В конце первого курса мы сдаем экзамен по планетным видам транспорта. Мы можем водить грузовые ракеты, вездеходы и десантные катера. Мы терпим запредельные перегрузки, взлетая с обоженных ракетными выхлопами стартовых площадок. Мы летаем в невесомости, используя ракетные ранцы наших скафандров. Мы можем чинить любые двигатели, можем следить за циклом регенерации воздуха и воды. Мы можем ухаживать за гидропонными плантациями сине-зеленых водорослей. Три сумасшедших дня мы устанавливаем и налаживаем системы связи. Мы знаем наизусть все таблицы аварийных кодов связи и аварийной сигнализации. Нас доводят до исступления противоречивые команды бортовых компьютеров и наших инструкторов. Мы валимся от изнеможения и нам снится поверхность Луны, залитая ослепительным солнечным светом, слабо отфильтрованным поцарапанными стеклами светофильтров наших гермошлемов. Мы просыпаемся за минуту до звонка будильника и кричим: «Восемнадцать, девяносто два!» По-людски это значит: «Понял вас!
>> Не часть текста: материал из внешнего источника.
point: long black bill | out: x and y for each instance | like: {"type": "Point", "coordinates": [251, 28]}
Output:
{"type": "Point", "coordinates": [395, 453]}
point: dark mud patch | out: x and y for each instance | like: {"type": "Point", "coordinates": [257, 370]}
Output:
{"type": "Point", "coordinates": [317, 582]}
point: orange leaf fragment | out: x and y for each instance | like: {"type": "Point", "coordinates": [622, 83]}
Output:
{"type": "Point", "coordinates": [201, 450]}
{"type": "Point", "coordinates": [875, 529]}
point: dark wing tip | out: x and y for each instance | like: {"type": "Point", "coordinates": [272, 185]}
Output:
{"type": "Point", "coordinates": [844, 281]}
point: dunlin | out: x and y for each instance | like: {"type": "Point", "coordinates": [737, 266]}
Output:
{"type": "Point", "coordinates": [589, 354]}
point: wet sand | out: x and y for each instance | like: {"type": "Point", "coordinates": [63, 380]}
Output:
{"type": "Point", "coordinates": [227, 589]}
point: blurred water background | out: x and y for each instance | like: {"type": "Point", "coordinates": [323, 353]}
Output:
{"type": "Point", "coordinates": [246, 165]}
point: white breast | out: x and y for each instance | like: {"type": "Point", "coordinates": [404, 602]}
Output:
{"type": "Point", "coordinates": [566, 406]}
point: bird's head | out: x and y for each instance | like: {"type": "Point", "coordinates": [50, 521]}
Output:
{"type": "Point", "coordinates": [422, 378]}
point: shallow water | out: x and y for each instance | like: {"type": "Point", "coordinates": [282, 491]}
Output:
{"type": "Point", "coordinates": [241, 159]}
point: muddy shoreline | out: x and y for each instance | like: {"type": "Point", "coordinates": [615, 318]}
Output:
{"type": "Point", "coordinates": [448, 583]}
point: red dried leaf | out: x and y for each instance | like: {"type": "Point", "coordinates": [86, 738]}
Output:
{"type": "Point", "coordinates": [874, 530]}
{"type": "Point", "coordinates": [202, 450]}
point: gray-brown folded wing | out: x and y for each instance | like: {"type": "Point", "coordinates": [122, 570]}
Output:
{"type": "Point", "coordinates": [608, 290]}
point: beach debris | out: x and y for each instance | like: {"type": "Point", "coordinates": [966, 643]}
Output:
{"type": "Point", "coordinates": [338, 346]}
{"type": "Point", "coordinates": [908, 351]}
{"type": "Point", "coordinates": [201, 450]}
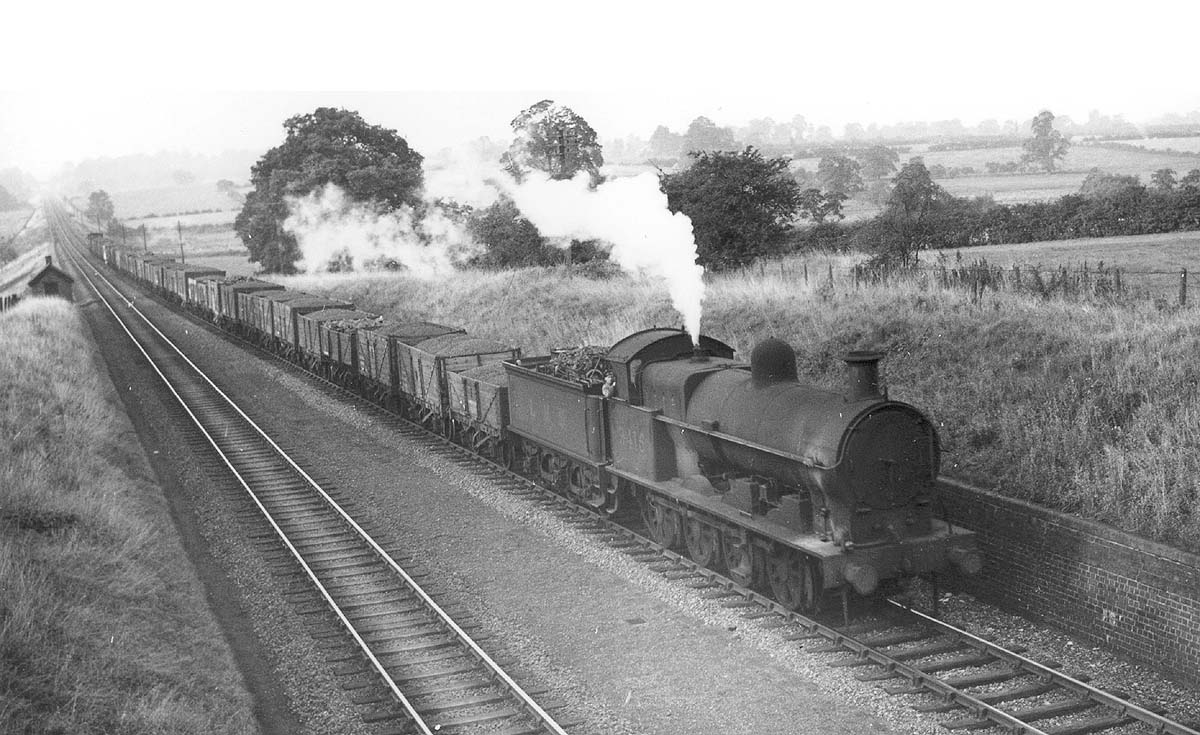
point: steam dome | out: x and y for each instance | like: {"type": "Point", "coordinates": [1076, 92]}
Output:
{"type": "Point", "coordinates": [772, 360]}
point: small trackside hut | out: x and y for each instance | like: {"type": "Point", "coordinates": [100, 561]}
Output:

Конец связи!» Мы наизусть знаем навигационные карты, которые невозможно запомнить нормальному человеку. Мы знаем трассы внутренних линий грузовых, почтовых и пассажирских ракет. Мы знаем все типы кораблей, когда-либо выпущенных с земных верфей. С завязанными глазами мы пробираемся через узкие щели гермолюков, на ощупь запускаем двигатели, вслепую отрываемся от поверхности. Звонки алярмов (здесь никто не говорит слово — «тревога», в наших словарях этого слова нет, оно существует только в нормативных актах и инструкциях, которые мы тоже знаем, но вряд ли когда-нибудь применим на практике) заставляют нас вздрагивать и мчаться на их переполошенный зов. «Пробой корпуса, потеря мощности, утечка кислорода, внешний корпус негерметичен» — эти слова заставляют нас покрываться холодным потом и лихорадочно, в спешке, искать и устранять неисправность. Тех, кто думал, что все это — просто какая-то сумасшедшая игра — уже нет. Десять процентов отчислено без возврата.
«Чьи это ходовые огни? Силовая установка типа Грэйнджера Г-28СП применяется на ракетах... Выберите из списка за двадцать секунд. Десять стадий проверки работоспособности системы навигации... Плоскость эклиптики... Эксцентриситет... Гравитационное поле земли столько-то, ускорение свободного падения, скорость сближения, отказ второго основного двигателя... Считай, считай быстро, в уме, быстрее, быстрее... Это же так просто!»
Еще десять процентов курсантов — долой, на Землю! «Мы тратим на вас время и силы. Те, кто не способен на большее — пускай живут на дне уютной земной атмосферы. Нам не нужны такие!»
Отчисленные пакуют вещи, за год вещи имеют свойство накапливаться и загромождать всё свободное пространство. Отчисленные пакуют вещи и какая-то часть моего мозга завидует им, несколько секунд на жалость к себе — снова все по новой.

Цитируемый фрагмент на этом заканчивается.